Ora, mesmo que se seguisse esta última posição, não poderia este tribunal de recurso, perante o objecto do mesmo, considerar, com base neste fundamento, que a habilitação não devia ter sido admitida. Estando estabelecido, na 1ª instância, o litisconsórcio voluntário passivo entre o condomínio e os condóminos, tratava-se apenas de saber, neste incidente de habilitação, se a transmissão da propriedade de um dos condóminos para terceiro implica a transmissão, também, do dever de pagar as despesas com a conservação de partes comuns do edifício. Se implica e se por isso ele fica (também) obrigado, tem que se aceitar que é correcta a habilitação do mesmo determinada pela decisão recorrida (mesmo que os fundamentos não estejam certos e mesmo que, assim, se retire do processo, por vontade da requerente, aquele – o alienante - que também podia ser considerado vinculado pela obrigação).
*
Os condóminos como garantes das dívidas do condomínio?
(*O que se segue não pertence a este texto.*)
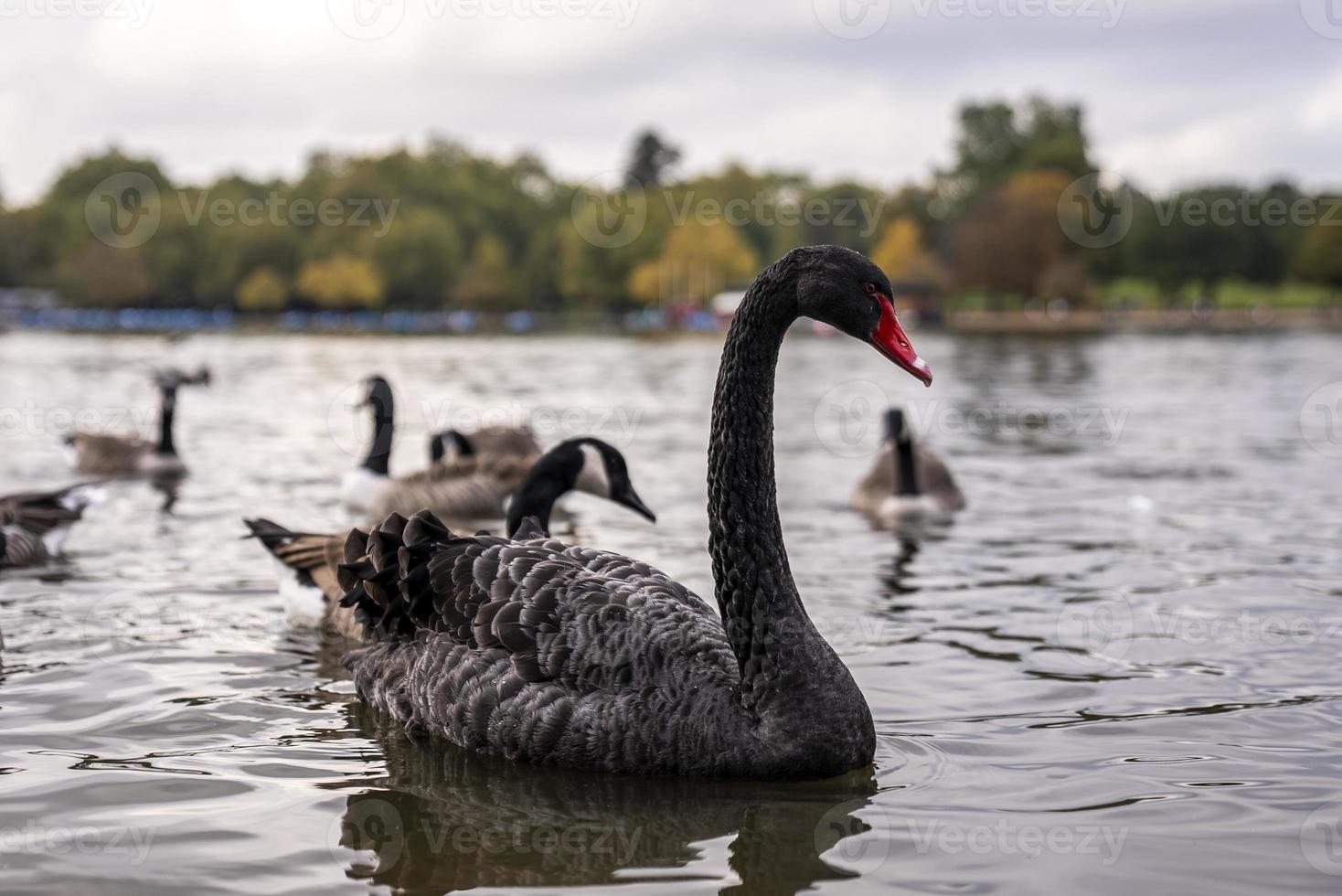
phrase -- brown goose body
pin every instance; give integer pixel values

Independentemente do interesse que possa ter, para determinados fins ou situações, a admissão da possibilidade do condomínio ser sujeito de relações jurídicas, mesmo sem ter personalidade jurídica (por exemplo, Sandra Passinhas, obra citada, págs. 172 a 178, com aplicação, por analogia do regime das associações sem personalidade jurídica), o que ocorrerá apenas figurativamente, para facilitação do exercício de direitos (relativamente a “obrigações colectivas, isto é, a obrigações assumidas por um conjunto delimitado e organizado de pessoas que formam uma colectividade sem personalidade jurídica e em que as obrigações são normalmente assumidas através de uma representação unitária”, nos termos descritos por Januário Gomes, Assunção fidejussória de dívida, sobre o sentido e o âmbito da vinculação como fiador, Almedina, 2000, pág. 172), a verdade é que, como regra, a afirmação contrária é que é verdadeira, isto é, os condomínios, não sendo pessoas, não tendo personalidade jurídica, não podem ser sujeitos de relações jurídicas e por isso não se pode dizer que são eles os obrigados.
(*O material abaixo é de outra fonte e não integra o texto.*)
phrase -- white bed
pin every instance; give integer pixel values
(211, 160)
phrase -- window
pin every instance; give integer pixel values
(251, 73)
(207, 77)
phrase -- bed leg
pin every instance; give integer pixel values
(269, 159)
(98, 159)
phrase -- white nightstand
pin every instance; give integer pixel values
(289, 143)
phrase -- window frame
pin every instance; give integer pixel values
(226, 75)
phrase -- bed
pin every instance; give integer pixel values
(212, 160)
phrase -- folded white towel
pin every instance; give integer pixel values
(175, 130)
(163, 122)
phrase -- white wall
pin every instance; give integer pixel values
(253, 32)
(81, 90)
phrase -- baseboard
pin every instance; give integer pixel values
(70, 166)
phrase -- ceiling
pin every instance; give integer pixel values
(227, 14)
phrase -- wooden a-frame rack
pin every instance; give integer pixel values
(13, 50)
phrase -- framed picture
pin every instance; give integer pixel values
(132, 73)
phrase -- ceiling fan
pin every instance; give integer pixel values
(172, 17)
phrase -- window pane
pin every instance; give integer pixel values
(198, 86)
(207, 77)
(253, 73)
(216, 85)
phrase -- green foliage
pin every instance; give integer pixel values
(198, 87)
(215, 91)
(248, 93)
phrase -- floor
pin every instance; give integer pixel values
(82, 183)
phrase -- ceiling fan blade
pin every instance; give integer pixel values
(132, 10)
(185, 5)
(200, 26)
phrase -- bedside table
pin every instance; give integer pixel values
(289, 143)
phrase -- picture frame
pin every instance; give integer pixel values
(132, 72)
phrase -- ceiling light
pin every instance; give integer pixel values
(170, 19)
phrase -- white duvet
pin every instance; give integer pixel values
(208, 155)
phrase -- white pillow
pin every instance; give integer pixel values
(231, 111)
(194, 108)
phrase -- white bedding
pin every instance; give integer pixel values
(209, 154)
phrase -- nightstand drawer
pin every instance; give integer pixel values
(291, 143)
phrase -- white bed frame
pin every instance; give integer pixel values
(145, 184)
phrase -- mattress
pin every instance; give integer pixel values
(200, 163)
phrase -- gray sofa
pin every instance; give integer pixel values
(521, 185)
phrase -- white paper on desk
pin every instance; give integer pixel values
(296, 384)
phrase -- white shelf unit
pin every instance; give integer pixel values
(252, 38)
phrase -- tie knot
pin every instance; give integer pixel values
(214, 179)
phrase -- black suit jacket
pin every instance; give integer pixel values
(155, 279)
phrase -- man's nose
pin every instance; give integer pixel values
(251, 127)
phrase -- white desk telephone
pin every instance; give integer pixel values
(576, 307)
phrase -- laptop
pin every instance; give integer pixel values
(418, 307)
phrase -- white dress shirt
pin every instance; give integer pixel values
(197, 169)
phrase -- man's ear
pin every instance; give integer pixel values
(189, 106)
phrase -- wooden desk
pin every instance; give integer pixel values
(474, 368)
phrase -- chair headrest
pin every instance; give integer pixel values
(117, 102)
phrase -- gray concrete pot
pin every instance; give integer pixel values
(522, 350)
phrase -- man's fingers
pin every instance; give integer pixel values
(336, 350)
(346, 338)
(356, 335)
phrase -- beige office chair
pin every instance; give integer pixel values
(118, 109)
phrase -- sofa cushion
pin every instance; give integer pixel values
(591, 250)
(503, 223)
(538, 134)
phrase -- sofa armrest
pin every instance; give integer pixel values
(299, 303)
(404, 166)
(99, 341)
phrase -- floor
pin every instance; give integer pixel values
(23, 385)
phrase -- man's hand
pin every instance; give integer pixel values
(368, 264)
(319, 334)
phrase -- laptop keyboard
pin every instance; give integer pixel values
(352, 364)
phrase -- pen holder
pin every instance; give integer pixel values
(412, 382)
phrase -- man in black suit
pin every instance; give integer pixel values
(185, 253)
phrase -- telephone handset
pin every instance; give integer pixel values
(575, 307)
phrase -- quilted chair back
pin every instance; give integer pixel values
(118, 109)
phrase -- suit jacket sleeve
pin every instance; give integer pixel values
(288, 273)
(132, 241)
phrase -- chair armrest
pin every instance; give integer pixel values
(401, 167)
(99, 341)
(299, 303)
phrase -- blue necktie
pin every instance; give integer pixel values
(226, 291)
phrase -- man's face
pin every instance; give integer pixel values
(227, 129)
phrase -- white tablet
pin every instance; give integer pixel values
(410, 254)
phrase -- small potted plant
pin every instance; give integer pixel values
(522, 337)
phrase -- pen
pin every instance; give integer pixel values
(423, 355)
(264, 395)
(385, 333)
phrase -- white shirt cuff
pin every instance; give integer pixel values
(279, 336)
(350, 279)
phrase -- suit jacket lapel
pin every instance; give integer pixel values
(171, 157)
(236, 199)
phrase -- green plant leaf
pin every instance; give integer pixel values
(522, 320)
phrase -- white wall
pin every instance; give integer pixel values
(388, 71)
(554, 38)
Neste sentido, por exemplo, veja-se Pedro Pais de Vasconcelos (Teoria Geral do Direito Civil, vol. I, Lex, 1999, pág. 123): “o fundo comum [das associações] tem uma certa autonomia patrimonial. Embora pertença aos associados e não à associação, que não tem personalidade jurídica e como tal não pode ser titular de situações jurídicas […]”. Ou Carvalho Fernandes (Lições de Direitos Reais, Quid Juris, 1996, pág. 333): “não é possível identificar qualquer autonomia no que respeita à responsabilidade por dívidas, mesmo em relação a encargos comuns. As dívidas são dos condóminos e não do condomínio […]”.
Assim, a fundamentação da decisão recorrida não convence quando diz que o sujeito passivo da obrigação peticionada pela requerente é o condomínio; nem quando faz a distinção entre obrigados directos e indirectos, dizendo que a dívida é do condomínio e que os condóminos são apenas garantes dela.
Além disso, é contraditório, qualificar os condóminos como garantes das responsabilidades patrimoniais assumidas pelo condomínio, e ao mesmo tempo dizer que é no seu [dos condóminos] património que a procedência da acção terá afinal as suas consequências. Um garante (devedor secundário ou provisório) não pode ser ao mesmo tempo o devedor primário ou definitivo.
A decisão recorrida também não convence quando diz que a questão da não ambulatoriedade das obrigações propter rem não se coloca – pois que é essa a questão principal destes autos e aliás foi com base na ambulatoriedade de uma “responsabilidade” que a decisão recorrida considera fazer parte do conteúdo do direito de propriedade horizontal que decidiu o incidente de habilitação.
Ou quando diz que o condomínio não poderá exigir o pagamento de prestações a quem já não é condómino do prédio constituído em propriedade horizontal - pois que a lei dá poderes ao administrador para demandar terceiros (art. 1437/1 do CC).
Nem quando diz que a autora não poderia exigir dos condóminos que já venderam as suas fracções o pagamento de prestações referentes a um condomínio do qual já não fazem parte - pois que se se reconhecesse que eles eram devedores, não se vê porque é que não poderiam ser demandados pela credora.
*
Da responsabilidade dos adquirentes de fracções autónomas com prestações de condomínio já vencidas.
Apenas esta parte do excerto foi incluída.